Top Hackathon Prize Goes to Project Analyzing NYC Heat-Complaints
Thousands of New Yorkers complain each winter that their apartments are too cold. To make it easier to verify complaints and get relief, a group of student hackers developed a low-cost temperature sensor system that sends hourly updates to their servers at Heat Seek NYC.
A new feature, developed this past weekend at the Columbia Data Science Student Challenge, goes a step further by predicting where heat complaints are most likely to occur, potentially helping city officials prioritize investigations. Called GotHeat, the project was awarded the top prize at Columbia’s hackathon, hosted by the Data Science Institute and sponsored by Microsoft. The developers, Daniel Kronovet, Roberto Martin and Sam Guleff, each received a Microsoft Surface Pro tablet.

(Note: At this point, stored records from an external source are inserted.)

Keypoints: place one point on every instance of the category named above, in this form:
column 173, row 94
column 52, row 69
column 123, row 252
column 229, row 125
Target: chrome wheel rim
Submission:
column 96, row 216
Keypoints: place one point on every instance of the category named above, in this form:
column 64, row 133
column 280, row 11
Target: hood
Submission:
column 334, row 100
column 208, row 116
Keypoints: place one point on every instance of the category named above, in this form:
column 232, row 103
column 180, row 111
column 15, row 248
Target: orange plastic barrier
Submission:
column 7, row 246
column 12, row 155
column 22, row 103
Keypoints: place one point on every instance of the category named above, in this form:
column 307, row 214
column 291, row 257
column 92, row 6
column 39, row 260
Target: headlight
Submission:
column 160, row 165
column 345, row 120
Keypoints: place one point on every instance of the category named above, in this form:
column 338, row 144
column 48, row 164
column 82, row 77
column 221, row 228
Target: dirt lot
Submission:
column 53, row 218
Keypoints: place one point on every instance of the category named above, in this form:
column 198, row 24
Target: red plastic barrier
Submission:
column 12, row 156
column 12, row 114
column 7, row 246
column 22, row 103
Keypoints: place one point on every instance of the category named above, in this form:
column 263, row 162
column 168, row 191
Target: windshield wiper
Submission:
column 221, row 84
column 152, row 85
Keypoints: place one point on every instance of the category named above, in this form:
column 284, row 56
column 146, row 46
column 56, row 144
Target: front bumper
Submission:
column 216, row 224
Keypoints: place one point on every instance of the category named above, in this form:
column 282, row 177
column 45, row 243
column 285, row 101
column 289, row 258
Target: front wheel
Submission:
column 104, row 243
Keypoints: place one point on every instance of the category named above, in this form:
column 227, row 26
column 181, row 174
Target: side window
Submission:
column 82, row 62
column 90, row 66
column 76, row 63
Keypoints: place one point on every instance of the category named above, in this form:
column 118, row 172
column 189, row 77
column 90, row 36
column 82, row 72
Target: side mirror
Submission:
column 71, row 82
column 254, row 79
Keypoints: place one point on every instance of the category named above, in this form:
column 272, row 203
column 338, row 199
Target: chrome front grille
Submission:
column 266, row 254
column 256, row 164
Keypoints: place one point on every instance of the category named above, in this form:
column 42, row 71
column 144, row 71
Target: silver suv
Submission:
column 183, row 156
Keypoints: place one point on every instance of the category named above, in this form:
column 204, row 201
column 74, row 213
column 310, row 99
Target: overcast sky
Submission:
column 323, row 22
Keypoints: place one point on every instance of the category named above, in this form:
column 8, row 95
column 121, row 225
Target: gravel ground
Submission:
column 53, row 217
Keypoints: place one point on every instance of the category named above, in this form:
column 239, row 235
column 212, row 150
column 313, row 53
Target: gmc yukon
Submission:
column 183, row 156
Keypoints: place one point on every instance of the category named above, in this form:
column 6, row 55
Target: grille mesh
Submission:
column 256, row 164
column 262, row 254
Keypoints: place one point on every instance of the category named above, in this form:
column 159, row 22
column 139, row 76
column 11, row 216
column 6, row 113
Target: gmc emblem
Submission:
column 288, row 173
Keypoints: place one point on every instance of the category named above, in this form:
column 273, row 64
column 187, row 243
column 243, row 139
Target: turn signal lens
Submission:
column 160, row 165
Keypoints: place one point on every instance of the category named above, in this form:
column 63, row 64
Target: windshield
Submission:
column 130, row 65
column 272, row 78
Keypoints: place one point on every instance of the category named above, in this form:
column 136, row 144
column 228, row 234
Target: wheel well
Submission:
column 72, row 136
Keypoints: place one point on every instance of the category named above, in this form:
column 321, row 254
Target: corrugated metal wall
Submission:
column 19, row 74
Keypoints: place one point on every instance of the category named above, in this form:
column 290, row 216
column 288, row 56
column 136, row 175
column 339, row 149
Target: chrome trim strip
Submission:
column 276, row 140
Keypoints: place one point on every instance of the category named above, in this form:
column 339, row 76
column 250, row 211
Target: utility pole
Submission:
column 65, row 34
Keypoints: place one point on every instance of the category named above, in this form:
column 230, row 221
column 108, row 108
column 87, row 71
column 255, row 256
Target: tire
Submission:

The team began by filtering the million or so heating complaints lodged with NYC’s 311 hotline over the last five years. The complaints originated from just 100,000 buildings, they discovered, many of them rent-stabilized and cross-listed in a separate database that included the building’s age, size and other attributes. They narrowed their dataset to these 43,000 rent-stabilized buildings to explore additional risk factors.
Separately, they developed a proxy for risk based on the number of apartments, total complaints and pattern of complaints over time. The attributes of buildings that scored in the top 40 percent were incorporated into their model as a generalized risk factor. Experimenting with other predictive features, they settled on ZIP code, building age and number of apartments. With those three inputs, their model infers whether any building in NYC is at risk for heat complaints.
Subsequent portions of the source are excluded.